PPJ: Leider fehlt eine starke Solidarisierung seitens unterschiedlicher Länder mit den Uighuren in China. Woran könnte das liegen und was könnte eine derartige Unterstützung bewirken?

Kasim: Leider gibt es viele Länder die Uyghuren nach China abschieben aber dafür bekommen die auch tonnenweise Geld das sind teilweise Länder die ohne Chinas Geld gar nicht mehr leben können. China hat die so unter Kontrolle das sie wie eine Marionette sind. Sie machen alles was China ihnen sagt und wenn sie mal was machen was sie nicht tun sollten, müssen sie mit den Konsequenzen rechnen. Für mich aber noch lange kein Grund, Menschen in einen Völkermord zurückzuschicken, mit dem Wissen, was ihnen dort passiert.

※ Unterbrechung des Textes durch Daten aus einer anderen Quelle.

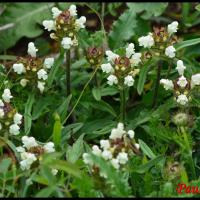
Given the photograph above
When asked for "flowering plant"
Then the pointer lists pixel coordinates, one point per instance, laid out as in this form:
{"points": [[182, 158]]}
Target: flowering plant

PPJ: Welche Länder könnten deiner Meinung nach wie unterstützen? Worum würdest du Menschen bitten, die dich in deiner Aktion unterstützen wollen?

Kasim: Amerika und Europa unterstützen uns viel aber meiner Meinung nach können sie noch viel mehr machen und wirklich China klare Grenzen setzen, was Amerika gemacht hat aber Deutschland zum Beispiel nicht, denn der Wirtschaftshandel ist ethisch nicht vertretbar, den sie mit China haben.

Zudem hätte die Türkei uns sehr viel unterstützen können was sie leider nicht gemacht haben. Sie wissen bestimmt von dem Projekt „Seidenstraße“ das China gerade führt. Sie wollen ja die Seidenstraße bis nach Europa führen und müssen durch die türkischsprachigen Raum durch.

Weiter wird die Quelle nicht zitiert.